Once it cools a few degrees we've got some property maintenance jobs to be done. Paint the tractor, whitewash the insides of the coops and barn, compost and shovel out the barn, put the rain cover on the barn extension and then we have a greenhouse to build. This in addition to baking and running a market, and growing veggies. Yikes! Over the coming winter I'm going to have a good think about how to streamline some of my projects. For example we're eating less lamb so I'm going to re-think my sheep situation. I sold some already. And if the market keeps on being busy I'm going to focus more energy there.
But for now it's shaping up to be a wet and stormy weekend. We'll see. I thought it's a good time to shovel the barn out and give the whole thing a good thick coat of whitewash.

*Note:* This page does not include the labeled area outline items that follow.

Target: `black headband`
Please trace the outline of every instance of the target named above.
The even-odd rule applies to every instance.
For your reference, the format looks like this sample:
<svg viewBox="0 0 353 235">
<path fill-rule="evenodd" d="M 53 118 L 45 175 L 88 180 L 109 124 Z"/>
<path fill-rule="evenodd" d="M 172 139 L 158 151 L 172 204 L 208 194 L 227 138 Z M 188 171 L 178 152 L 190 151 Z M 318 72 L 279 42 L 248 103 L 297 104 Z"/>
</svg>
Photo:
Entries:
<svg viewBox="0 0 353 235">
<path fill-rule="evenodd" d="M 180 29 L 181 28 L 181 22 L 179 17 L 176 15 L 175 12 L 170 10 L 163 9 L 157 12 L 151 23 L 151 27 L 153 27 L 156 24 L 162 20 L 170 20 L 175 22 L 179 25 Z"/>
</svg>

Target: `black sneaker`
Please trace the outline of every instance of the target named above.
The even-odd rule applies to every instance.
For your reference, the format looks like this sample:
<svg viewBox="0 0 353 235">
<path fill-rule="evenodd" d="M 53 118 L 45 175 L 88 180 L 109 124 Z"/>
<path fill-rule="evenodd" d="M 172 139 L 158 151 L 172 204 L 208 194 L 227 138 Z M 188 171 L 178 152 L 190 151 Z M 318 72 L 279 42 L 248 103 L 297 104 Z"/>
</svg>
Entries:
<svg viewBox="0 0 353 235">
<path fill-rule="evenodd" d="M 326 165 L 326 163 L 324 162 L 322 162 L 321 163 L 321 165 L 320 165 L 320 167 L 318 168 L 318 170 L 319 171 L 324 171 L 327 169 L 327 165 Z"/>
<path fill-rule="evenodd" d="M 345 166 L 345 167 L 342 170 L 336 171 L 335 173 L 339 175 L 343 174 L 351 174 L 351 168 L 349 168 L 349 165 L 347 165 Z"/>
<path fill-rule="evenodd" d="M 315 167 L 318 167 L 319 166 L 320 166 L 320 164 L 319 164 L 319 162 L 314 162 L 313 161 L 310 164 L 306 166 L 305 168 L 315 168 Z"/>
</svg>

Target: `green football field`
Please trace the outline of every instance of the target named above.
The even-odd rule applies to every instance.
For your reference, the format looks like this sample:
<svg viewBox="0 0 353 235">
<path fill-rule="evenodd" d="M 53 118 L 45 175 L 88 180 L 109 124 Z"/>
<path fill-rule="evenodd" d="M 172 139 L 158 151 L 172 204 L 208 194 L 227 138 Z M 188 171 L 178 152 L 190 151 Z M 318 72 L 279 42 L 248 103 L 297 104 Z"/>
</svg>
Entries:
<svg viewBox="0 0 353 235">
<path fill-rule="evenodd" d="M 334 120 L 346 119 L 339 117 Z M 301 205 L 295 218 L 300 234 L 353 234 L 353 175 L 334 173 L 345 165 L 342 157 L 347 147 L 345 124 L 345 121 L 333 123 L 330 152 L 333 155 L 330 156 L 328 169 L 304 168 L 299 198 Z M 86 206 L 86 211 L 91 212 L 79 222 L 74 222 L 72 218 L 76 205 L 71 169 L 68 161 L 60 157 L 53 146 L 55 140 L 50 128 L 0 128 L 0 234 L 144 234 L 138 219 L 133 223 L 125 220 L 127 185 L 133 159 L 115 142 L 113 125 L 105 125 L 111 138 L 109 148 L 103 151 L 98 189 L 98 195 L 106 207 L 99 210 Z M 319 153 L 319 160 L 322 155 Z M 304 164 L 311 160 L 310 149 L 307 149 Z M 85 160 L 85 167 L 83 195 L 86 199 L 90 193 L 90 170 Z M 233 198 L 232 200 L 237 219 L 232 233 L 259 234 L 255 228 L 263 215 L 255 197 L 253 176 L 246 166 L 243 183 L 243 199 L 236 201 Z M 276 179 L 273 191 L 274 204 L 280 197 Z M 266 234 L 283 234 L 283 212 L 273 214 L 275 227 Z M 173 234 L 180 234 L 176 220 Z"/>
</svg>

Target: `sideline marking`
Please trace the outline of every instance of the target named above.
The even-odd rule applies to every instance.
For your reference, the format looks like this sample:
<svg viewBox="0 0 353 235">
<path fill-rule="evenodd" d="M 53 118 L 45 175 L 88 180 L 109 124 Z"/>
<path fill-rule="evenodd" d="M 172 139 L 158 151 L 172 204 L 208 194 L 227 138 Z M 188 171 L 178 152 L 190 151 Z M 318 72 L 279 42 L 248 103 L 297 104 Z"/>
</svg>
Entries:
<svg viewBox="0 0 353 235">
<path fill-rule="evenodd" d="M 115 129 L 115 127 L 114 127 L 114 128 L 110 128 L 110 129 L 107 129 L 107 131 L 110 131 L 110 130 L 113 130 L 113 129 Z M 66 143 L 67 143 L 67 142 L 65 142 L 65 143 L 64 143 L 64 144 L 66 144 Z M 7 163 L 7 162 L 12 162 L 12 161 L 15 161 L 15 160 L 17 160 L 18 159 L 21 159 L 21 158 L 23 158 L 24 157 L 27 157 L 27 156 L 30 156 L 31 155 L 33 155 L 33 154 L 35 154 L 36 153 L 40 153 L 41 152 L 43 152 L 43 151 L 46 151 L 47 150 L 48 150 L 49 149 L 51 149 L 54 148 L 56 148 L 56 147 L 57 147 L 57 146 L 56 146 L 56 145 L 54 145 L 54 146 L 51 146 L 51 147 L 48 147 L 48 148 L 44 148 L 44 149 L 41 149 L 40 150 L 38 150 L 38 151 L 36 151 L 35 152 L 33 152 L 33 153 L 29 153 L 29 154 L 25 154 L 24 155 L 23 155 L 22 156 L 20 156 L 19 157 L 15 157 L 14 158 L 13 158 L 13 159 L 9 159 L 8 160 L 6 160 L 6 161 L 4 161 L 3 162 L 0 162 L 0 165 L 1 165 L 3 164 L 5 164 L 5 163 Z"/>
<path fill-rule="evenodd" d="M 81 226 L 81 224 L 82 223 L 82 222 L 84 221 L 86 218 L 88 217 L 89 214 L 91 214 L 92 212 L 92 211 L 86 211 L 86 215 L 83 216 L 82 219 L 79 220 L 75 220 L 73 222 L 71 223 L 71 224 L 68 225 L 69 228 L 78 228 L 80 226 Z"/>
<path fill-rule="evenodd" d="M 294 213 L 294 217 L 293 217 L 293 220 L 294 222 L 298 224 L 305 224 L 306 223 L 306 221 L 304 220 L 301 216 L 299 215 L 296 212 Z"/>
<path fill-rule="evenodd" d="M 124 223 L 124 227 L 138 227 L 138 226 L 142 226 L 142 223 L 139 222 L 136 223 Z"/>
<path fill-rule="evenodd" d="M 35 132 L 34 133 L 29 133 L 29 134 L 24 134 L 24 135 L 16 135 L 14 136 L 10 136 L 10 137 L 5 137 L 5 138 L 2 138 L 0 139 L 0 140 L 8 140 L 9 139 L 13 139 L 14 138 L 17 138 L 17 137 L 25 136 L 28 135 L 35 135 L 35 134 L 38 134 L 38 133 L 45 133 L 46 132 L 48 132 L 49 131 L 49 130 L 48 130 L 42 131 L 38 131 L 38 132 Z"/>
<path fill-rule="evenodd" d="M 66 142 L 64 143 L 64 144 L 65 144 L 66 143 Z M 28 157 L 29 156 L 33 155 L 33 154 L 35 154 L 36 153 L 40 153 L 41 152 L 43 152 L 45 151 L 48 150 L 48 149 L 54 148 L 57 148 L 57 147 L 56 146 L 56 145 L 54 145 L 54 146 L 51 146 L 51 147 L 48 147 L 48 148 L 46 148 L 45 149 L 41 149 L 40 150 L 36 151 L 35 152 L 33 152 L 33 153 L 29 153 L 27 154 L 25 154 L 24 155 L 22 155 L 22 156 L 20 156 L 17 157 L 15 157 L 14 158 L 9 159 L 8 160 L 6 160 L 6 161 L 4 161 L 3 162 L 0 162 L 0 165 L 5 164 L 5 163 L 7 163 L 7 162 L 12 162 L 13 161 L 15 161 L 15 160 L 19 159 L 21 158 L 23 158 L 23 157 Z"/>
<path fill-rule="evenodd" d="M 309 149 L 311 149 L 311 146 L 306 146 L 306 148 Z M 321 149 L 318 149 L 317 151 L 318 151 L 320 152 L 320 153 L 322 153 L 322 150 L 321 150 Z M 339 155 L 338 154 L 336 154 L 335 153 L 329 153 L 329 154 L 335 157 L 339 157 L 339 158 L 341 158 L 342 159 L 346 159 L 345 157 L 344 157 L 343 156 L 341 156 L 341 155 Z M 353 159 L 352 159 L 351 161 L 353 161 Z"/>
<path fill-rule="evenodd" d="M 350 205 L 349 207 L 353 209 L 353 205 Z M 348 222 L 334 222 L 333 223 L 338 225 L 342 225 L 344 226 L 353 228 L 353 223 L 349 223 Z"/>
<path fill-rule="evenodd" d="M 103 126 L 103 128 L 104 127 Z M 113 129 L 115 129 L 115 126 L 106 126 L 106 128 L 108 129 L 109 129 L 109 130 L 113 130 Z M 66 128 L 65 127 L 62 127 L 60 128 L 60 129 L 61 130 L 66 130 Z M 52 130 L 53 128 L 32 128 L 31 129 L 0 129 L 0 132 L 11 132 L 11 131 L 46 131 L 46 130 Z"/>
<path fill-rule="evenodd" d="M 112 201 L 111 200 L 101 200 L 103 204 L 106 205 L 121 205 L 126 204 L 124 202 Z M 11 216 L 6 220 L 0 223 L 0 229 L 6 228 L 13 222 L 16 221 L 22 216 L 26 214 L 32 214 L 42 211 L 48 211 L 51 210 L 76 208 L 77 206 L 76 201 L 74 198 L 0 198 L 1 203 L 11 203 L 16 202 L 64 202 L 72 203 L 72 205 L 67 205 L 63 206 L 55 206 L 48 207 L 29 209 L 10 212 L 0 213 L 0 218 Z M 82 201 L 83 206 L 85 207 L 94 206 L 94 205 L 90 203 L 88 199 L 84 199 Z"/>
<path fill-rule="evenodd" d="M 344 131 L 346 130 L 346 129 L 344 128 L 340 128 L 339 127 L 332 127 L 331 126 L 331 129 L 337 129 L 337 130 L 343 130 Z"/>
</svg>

The type of whitewash I'm talking about is the chalky, indoor style wash that's great for keeping bugs and germs at bay. The Amish use it to keep things sanitary inside their barns and it's simple to make and apply. I've heard you can use a sprayer but I'll just probably brush it on in two coats. It doesn't leave things sparkly and shiny but it does lighten up the walls and because it's so alkaline it doesn't provide a nesting space for insects and kills germs.
So how complicated is whitewash? It's not. There are hundreds of recipes but for smaller projects that are indoors, ie. chicken coops and small barns, I love this recipe.
Mix together in a bucket:
1 gallon warm water (4 litres)
2 pounds salt
Stir until salt is dissolved. Then add-
7 pounds hydrated lime and stir until it resembles lumpy pancake batter. It'll thicken a bit over time so you can add a little more water as needed.
Make sure it's hydrated lime and not garden lime or quick lime which is very caustic.
Now hop to it and brush that stuff on every wall, nook and cranny you can find. It'll dry to a powdery finish and if you get it on your skin or clothes it will just wash right off.